Cécile Tlili: Ein Sommerabend (Roman)

145 Seiten, 20.-€, Kein und Aber

 

Der Titel lässt einen lockeren, leichten Roman vermuten, doch das täuscht. Was nach einer harmlosen Einladung aussieht, entwickelt sich zum Albtraum.

 

An einem schwülen Sommerabend haben Etienne und Claudia Remi, einen alter Freund Etiennes, und seine Frau Johar zum Essen eingeladen. Die schüchterne Claudia, die sonst gesellschaftliche Anlässe meidet, gibt sich große Mühe, einen gelungenen Abend vorzubereiten.
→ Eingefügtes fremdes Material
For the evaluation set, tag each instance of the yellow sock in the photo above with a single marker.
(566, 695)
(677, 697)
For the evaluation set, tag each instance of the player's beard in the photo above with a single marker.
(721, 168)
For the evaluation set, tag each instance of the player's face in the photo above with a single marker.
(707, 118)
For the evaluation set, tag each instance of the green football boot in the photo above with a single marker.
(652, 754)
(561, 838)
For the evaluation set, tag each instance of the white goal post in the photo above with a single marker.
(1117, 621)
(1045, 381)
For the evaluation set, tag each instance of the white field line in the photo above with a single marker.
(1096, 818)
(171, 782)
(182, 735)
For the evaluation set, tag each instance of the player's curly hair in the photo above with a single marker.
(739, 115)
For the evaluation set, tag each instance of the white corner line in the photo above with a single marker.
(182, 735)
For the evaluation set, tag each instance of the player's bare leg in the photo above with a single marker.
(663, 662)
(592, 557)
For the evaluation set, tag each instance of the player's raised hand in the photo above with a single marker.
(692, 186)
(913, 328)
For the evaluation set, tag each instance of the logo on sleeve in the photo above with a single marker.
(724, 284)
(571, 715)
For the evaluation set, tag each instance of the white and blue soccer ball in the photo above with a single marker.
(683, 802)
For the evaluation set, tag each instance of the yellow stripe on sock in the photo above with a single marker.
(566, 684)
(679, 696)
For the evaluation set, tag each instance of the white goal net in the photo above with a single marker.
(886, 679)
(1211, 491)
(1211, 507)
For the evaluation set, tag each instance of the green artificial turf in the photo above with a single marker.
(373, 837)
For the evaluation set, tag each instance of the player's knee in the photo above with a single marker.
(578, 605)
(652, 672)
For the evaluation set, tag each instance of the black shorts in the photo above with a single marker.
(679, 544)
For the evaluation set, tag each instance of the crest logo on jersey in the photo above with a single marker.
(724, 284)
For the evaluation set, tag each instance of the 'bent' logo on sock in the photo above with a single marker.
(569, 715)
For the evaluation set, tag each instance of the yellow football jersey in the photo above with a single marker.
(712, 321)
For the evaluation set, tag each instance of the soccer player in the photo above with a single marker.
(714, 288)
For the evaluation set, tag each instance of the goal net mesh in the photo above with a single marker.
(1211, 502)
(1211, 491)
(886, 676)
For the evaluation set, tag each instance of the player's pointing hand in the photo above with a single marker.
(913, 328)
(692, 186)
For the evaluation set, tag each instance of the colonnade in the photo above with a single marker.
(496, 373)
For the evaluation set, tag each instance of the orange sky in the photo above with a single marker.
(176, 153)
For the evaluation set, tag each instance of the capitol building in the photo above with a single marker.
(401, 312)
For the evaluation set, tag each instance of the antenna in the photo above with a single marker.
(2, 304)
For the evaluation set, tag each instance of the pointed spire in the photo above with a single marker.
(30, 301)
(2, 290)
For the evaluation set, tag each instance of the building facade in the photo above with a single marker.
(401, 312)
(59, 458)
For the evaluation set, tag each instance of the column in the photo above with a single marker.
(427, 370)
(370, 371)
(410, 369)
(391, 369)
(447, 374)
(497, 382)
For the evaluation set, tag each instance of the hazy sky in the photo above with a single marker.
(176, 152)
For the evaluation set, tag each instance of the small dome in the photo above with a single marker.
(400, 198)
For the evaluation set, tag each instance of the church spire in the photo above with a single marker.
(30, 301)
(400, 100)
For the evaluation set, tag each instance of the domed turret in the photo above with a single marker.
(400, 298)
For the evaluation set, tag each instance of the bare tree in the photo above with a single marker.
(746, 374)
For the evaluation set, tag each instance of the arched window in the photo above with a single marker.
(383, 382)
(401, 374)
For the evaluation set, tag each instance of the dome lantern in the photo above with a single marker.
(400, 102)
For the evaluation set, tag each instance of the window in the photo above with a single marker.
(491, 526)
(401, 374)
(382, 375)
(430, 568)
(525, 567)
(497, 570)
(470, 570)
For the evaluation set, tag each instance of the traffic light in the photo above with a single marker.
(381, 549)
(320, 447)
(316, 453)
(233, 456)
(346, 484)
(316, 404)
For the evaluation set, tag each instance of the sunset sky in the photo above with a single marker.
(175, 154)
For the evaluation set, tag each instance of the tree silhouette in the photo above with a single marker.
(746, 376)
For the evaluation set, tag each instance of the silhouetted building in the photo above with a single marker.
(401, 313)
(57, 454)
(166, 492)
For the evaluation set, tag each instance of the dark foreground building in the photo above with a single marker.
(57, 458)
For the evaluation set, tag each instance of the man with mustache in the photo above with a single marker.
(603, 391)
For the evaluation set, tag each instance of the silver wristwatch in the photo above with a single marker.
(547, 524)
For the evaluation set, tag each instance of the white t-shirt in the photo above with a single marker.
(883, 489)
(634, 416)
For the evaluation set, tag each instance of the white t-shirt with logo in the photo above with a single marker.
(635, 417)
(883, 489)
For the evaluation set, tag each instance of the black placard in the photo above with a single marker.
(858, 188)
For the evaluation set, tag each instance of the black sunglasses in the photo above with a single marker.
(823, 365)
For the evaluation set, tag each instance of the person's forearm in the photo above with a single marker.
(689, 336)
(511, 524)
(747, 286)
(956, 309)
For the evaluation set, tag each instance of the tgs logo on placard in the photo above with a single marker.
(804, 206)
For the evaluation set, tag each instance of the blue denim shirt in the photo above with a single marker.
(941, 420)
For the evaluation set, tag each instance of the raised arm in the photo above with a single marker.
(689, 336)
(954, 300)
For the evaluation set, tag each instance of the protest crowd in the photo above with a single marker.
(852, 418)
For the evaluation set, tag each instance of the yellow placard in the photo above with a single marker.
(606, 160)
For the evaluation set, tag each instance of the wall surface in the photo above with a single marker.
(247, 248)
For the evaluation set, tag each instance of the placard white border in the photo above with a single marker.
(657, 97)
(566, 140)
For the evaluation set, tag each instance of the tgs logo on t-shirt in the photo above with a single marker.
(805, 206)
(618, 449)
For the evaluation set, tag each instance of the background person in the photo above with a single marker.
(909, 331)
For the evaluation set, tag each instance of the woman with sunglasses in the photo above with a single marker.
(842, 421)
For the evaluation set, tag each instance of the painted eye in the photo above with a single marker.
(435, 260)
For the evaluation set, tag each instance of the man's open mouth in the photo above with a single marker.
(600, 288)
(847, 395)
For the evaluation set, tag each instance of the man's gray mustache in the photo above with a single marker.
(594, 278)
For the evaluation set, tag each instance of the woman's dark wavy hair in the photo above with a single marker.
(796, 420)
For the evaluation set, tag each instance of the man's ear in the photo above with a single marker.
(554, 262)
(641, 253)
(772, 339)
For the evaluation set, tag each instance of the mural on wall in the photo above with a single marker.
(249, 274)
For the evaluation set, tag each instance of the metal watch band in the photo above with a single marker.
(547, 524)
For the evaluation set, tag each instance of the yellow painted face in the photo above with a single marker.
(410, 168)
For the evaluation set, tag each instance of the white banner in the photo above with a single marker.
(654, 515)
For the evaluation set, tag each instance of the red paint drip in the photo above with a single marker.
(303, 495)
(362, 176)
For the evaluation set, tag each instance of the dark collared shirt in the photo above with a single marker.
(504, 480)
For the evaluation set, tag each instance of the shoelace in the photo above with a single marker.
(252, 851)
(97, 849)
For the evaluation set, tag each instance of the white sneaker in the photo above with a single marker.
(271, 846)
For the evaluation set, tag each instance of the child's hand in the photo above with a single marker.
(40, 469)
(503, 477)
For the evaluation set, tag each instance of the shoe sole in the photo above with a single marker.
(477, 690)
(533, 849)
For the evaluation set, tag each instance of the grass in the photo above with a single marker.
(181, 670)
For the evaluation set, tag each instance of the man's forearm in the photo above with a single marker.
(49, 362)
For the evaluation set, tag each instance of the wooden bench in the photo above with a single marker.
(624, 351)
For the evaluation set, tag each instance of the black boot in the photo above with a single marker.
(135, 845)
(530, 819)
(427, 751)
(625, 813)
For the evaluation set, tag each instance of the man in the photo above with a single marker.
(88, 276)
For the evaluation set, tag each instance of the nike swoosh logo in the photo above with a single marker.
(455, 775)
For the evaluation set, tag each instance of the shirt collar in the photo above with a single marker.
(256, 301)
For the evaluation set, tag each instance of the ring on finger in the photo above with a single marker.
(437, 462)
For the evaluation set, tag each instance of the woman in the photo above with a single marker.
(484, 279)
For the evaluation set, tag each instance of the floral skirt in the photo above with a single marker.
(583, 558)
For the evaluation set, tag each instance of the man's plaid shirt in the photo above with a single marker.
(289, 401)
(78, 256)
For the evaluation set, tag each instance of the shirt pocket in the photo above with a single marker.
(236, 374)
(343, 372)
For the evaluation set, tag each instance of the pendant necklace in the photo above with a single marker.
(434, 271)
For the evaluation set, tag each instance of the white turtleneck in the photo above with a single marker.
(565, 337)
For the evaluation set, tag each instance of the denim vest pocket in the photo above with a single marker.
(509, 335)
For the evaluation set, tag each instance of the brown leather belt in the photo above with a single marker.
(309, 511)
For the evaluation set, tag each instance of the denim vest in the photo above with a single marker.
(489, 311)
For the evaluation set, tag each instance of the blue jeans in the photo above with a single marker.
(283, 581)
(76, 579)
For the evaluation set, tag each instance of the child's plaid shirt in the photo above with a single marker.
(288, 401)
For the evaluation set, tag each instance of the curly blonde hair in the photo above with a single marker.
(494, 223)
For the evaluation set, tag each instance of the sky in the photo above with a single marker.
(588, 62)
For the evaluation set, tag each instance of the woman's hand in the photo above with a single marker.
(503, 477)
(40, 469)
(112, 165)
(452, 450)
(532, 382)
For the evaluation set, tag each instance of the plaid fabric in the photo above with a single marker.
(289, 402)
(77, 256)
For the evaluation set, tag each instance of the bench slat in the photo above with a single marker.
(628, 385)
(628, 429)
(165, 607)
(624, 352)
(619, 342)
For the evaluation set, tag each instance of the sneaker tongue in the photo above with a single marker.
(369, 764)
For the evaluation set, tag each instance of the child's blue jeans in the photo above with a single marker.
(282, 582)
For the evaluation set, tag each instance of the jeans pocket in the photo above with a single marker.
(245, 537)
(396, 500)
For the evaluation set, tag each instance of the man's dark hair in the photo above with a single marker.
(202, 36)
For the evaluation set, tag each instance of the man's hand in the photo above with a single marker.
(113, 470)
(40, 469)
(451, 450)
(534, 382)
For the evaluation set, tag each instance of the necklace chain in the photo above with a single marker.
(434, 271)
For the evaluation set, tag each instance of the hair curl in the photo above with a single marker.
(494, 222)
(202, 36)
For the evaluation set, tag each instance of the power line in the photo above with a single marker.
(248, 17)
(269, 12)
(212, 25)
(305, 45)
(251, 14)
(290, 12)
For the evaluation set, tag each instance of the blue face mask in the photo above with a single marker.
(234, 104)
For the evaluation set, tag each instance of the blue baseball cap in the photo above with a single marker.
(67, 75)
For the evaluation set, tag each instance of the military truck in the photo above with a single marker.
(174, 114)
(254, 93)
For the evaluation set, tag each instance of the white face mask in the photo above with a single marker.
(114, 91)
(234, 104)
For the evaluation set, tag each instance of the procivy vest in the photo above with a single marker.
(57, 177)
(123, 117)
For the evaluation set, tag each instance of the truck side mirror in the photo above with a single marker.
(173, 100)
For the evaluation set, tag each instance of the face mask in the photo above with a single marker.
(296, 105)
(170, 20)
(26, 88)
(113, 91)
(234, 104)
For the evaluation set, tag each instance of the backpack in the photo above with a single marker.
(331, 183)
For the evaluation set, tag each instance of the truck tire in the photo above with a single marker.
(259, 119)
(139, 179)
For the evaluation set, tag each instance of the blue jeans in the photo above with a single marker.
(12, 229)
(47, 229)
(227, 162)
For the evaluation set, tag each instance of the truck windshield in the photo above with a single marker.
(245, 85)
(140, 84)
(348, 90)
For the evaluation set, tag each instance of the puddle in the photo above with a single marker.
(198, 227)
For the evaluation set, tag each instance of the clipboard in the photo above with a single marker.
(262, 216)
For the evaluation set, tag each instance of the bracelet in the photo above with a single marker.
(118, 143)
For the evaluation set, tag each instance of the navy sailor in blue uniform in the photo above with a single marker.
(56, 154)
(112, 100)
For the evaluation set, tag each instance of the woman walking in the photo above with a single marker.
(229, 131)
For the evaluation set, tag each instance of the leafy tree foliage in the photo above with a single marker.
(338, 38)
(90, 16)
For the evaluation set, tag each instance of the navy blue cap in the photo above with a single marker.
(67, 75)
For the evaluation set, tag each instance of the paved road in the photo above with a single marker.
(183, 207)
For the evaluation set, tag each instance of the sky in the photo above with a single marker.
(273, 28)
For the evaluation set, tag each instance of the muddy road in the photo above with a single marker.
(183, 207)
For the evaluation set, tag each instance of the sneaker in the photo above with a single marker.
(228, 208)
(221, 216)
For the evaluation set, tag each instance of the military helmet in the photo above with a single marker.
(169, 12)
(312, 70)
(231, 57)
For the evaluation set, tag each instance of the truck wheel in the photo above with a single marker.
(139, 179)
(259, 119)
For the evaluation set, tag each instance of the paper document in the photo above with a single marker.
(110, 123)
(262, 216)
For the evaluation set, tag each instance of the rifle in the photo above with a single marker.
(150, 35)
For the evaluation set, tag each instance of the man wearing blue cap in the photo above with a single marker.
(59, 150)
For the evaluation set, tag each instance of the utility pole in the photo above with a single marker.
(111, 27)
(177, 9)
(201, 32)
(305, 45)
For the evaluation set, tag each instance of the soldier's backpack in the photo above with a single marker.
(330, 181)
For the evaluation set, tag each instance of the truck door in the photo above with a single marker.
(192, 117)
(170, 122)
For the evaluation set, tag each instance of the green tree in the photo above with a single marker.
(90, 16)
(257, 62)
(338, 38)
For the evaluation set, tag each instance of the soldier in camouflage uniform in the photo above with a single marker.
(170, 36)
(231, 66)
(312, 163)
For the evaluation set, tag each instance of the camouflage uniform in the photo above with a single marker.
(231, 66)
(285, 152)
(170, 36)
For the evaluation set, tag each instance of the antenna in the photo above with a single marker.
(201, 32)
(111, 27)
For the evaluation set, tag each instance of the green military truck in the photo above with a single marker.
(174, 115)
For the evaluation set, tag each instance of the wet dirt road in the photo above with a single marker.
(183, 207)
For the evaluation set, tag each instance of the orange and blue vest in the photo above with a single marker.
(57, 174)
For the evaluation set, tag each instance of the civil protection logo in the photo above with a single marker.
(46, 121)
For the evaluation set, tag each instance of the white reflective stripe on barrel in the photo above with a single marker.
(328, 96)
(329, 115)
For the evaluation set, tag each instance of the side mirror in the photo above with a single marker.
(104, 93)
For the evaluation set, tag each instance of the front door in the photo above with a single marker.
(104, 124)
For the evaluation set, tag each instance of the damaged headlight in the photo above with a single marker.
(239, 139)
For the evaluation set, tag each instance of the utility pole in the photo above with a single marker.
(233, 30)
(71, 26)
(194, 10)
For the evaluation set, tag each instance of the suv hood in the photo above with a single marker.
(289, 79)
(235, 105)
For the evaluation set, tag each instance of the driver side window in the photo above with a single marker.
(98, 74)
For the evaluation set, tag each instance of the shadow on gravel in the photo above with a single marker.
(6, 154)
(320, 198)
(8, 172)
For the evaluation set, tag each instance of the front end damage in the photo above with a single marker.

Von Seiten des Gastgebers ist der wahre Grund des Treffens, Johar mit Charme und Schmeichelei dazu zu bringen, seiner Kanzlei ein Mandat zu verschaffen. Leider vergeblich, denn Johar ist gerade intensiv mit Gedanken an ihre eigenen Karriere beschäftigt. Noch an diesem Abend soll sie entscheiden, ob sie die Geschäftsführung eines Konzerns übernehmen will. Währenddessen fürchtet ihr Mann Rémi, dass durch einen dummen Zufall sein bisher wohlgehütetes Geheimnis herauskommt. Und Claudia muss im Verlaufe des Abends erkennen, dass Etienne nicht der Mann ist, für den sie ihn gehalten hat.

 

Cécile Tlili erzählt mit scharfer Beobachtungsgabe von der Scheinheiligkeit und den Täuschungen in sozialen Kontakten. Das Desaster erinnert an das Kammerspiel „Der Gott des Gemetzels“. Gleichzeitig gibt die Autorin ihren Protagonisten einen hoffnungsvollen Ausblick auf Emanzipation und Selbstbestimmung. Eine unterhaltsame Lektüre, nicht nur für einen Sommerabend.